M. l’amiral Cloué a fait à l’Académie des sciences une intéressante communication sur le filage de l’huile à la mer. Depuis le mois de janvier 1883, de nombreuses expériences ont été faites soit à bord des navires, soit à l’entrée des ports. L’amiral Cloué a réuni et dépouillé environ 200 de ces expériences. La question lui paraît aujourd’hui résolue, et il insiste avec raison sur la nécessilé de donner la plus grande publicité aux résultats obtenus, résultats dont l’importance pratique est trop négligée en France.

Toutes les expériences sont d’accord pour attester les singulières propriétés de l’huile répandue à la surface de la mer, sur la merveilleuse rapidité avec laquelle l’huile s’étale et se répand au loin sur la promptitude avec laquelle les vagues s’affaissent et le calme relatif s’établit au contact de la couche huileuse. Le procédé de filage est très simple : il suffit de placer à l’avant ou sur les côtés du navire des sacs de 6 à 20 litres, contenant de l’étoupe imbibée d’huile, de percer le fond avec des aiguilles à voile et de laisser ainsi l’huile filtrer à la surface de l’eau. L’effet est en quelque sorte instantané ; les volutes et les brisants disparaissent ; il ne reste plus que de longues lames de houle, et cela à une distance de plus de cinquante mètres autour du navire.

Toutes les variétés d’huile peuvent être utilisées, les meilleures sont les huiles de poisson et l’huile de phoque ; les huiles minérales sont trop légères ; les huiles végétales ont l’inconvénient de se figer dans certaines eaux trop froides. La quantité d’huile nécessaire est très minime. Sur les deux cents observations consultées par l’amiral Cloué, trente ont pris note de la consommation d’huile. La moyenne générale est de deux litres vingt centilitres par heure, et quatorze navires n’ont pas dépensé plus de soixante-six centilitres par heure.

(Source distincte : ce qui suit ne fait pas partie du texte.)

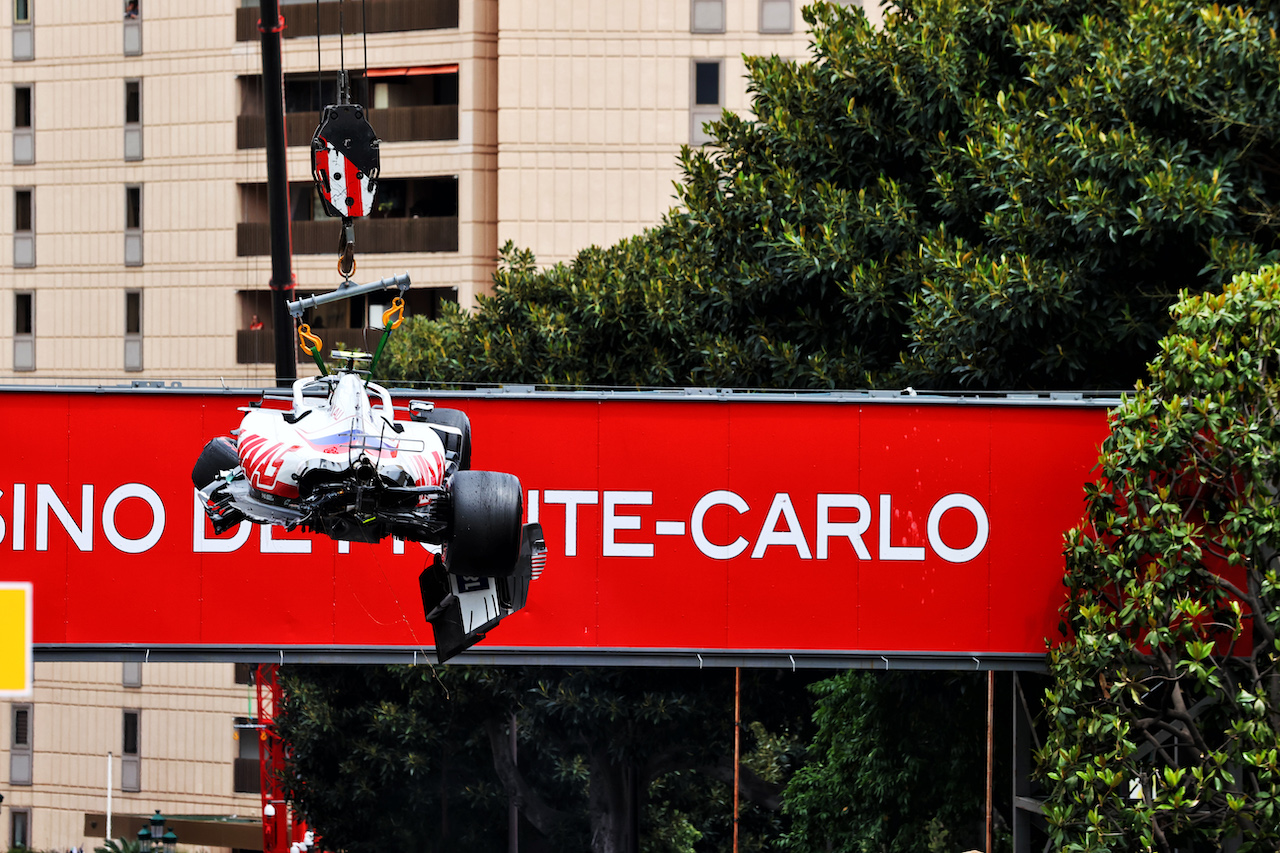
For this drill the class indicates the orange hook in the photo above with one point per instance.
(396, 310)
(305, 337)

Si mince que soit la couché huileuse, elle suffit pour empêcher le vent d’agir sur la surface des eaux. En calculant d’après la quantité d’huile employée et l’étendue de mer recouverte, on voit que l’épaisseur de cette couche est une fraction de millimètre tellement minime qu’on ose à peine l’énoncer, de peur de faire crier à l’exagération : elle est de un quatre-vingt-dixième de millimètre.

L’amiral Cloué conclut que l’emploi du filage de l’huile s’impose à tout navire menacé d’être envahi par les vagues, et que ce procédé donne un moyen certain de se garantir des effets menaçants de la grosse mer. Il espère que sa communication attirera l’attention des navigateurs français, et que le ministère de la marine et les chambres de sauvetage s’empresseront de propager et de perfectionner le filage de l’huile.

Et dire que cette propriété de l’huile de calmer les flots était connue et utilisée des marins de l’antiquité, et qu’au dix-huitième siècle Franklin publiait déjà sur cette question le résultat de ses observations et de ses expériences, qui devaient rester si longtemps sans application pratique !

« La Revue des journaux et des livres. »  Paris, 1887.